How many data points do you have in your application? What is the upper limit of line segments you are searching for?
thanks for the fast response. the short version solved the issue. i have 25 data points sampled from "a/x" curve in which "a" is the constant and "x" is the variable. the less line segments i have the better it will be for my following intentions.
@hyperactivetimes Another approach I have been playing around with, that would work well in your case is to compare the model's prediction variance, and compare this to an approximate variance from the data. Ideally this ratio will be 1.0.
This is a proof of concept, that manually tries 2 segments, then 3, then 4, until we've broken the ratio.
import numpy as np
import matplotlib.pyplot as plt
import pwlf
def calcGSJ(data):
"""
Estimate the variance in data u sing the GSJ method
"""
x = data[:, 0]
y = data[:, 1]
n = len(x)
eTilde = np.zeros(len(x)-2)
ci2 = np.zeros(len(x)-2)
# GSJ method
for i in range(1, n-1):
di = x[i+1]-x[i]
if di == 0:
ai = 0.5
else:
ai = (x[i+1] - x[i]) / di
bi = 1.0 - ai
ci2[i-1] = 1.0 / (ai**2 + bi**2 + 1.0)
eTilde[i-1] = ai*y[i-1] + bi*y[i+1] - y[i]

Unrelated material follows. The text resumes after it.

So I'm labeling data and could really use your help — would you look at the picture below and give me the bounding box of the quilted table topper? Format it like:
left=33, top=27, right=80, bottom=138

sigmaHat2 = (1.0/(n-2))*np.dot(ci2.T, eTilde**2)
print('GSJ: ', sigmaHat2)
return sigmaHat2
np.random.seed(1231)
# generate sin wave data
x = np.linspace(0, 10, num=100)
y = np.sin(x * np.pi / 2)
# add noise to the data
y = np.random.normal(0, 0.05, 100) + y
data = np.vstack((x, y)).T
sigma_hat = calcGSJ(data)
# initialize piecewise linear fit with your x and y data
my_pwlf = pwlf.PiecewiseLinFit(x, y)
keep_going = True
n_segment = 2
results = {}
while keep_going:
_ = my_pwlf.fitfast(n_segment, pop=10)
nb = my_pwlf.beta.size + my_pwlf.fit_breaks.size - 2
sigma = my_pwlf.ssr / (my_pwlf.n_data - nb)
F = sigma_hat / sigma
results[n_segment] = F
if F > 1.0:
keep_going = False
print(f'best result found with n_segment={n_segment - 1}')
n_segment -= 1
else:
n_segment += 1
# perform the fit again
_ = my_pwlf.fitfast(n_segment, pop=10)
# predict for the determined points
xHat = np.linspace(min(x), max(x), num=10000)
yHat = my_pwlf.predict(xHat)
# plot the results
plt.figure()
plt.plot(x, y, 'o')
plt.plot(xHat, yHat, '-', label=f'pwlf {n_segment}')

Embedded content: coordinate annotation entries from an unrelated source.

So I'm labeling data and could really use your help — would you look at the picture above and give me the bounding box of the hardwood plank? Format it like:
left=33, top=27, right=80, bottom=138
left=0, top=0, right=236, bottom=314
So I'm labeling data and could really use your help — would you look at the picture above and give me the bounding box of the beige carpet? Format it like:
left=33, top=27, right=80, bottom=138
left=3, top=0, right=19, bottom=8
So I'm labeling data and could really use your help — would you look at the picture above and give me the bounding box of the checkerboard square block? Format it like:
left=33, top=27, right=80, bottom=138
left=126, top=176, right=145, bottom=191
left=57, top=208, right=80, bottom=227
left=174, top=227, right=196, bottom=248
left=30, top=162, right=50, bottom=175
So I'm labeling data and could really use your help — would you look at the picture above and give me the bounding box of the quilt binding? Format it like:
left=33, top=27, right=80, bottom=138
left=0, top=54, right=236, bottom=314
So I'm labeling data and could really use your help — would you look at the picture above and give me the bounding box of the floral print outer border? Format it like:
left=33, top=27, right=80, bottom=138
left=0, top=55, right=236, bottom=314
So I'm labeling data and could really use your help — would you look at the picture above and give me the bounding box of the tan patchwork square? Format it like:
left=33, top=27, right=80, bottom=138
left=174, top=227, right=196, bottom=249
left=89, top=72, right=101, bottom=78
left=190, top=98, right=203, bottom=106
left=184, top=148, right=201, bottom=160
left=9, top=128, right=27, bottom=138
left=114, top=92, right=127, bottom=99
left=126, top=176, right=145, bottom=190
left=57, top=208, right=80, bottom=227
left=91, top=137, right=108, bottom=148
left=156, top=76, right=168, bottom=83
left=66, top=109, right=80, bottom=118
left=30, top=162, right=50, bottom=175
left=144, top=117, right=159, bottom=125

_ = my_pwlf.fitfast(n_segment+1, pop=10)
yHat = my_pwlf.predict(xHat)
plt.plot(xHat, yHat, '-', label=f'pwlf {n_segment+1}')
plt.legend()
plt.show()
I would love to hear if this works better, or worse in your application. There could be better ways to do the search for the magic ratio? (binary search, golden ratio, quadratic fits? )

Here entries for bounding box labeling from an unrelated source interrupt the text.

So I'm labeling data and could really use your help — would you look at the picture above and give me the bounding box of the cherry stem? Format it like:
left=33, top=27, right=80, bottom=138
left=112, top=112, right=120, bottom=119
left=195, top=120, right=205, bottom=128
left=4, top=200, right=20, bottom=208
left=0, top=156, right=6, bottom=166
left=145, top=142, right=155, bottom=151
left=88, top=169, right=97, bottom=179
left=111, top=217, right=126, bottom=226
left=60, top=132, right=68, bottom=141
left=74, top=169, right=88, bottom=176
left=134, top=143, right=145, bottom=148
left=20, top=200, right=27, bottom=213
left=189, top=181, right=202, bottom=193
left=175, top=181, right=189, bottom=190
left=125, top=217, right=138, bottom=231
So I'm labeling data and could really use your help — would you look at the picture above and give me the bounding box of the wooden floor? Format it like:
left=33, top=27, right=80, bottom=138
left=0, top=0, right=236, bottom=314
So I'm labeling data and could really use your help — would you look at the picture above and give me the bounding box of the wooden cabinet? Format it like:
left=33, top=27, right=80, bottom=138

A veeery simplistic approach to this problem is to fit more and more lines to the data until adding more lines does not give any meaningful improvement. Maybe not the fastest approach but works well enough for my application.
x = series.index.to_numpy()
y = series.to_numpy()
my_pwlf = pwlf.PiecewiseLinFit(x, y)
max_line_count = 10
min_percent_improvement_to_add_line = 80
last_ssr = None
best_pwlf = None
for i in range(2, max_line_count):
#res = my_pwlf.fit(i)
res = my_pwlf.fitfast(i, pop=3) # runs faster than fit but does not guarantee optimal solution
ssr = my_pwlf.ssr
if last_ssr is not None:
improvement_percent = ( last_ssr - ssr )/ last_ssr * 100
if improvement_percent < min_percent_improvement_to_add_line:
break
last_ssr = ssr
best_pwlf = my_pwlf
print(f"best line_count: {i-1}")
xhat = np.linspace(x.min(), x.max(), len(x))
yhat = best_pwlf.predict(xhat)
@thunderbug1 Thanks for sharing this!
One thing to note as the number of line segments approaches the number of data points, SSR will approach zero.
@cjekel Thats very true, from what I have seen so far, the code stops at a reasonable number of lines. One could even add a dynamically set max_line_count if the signal length/type varies to avoid overfitting in edge cases.
It looks like this library requires a user to specify the number of line segments before fitting a model. This means this library can't be used for automatic trend detection(this requires a program to figure out the right number of line segments itself)? It is not quite useful if it requires a user to visually inspect the chart to figure out how many line segments are.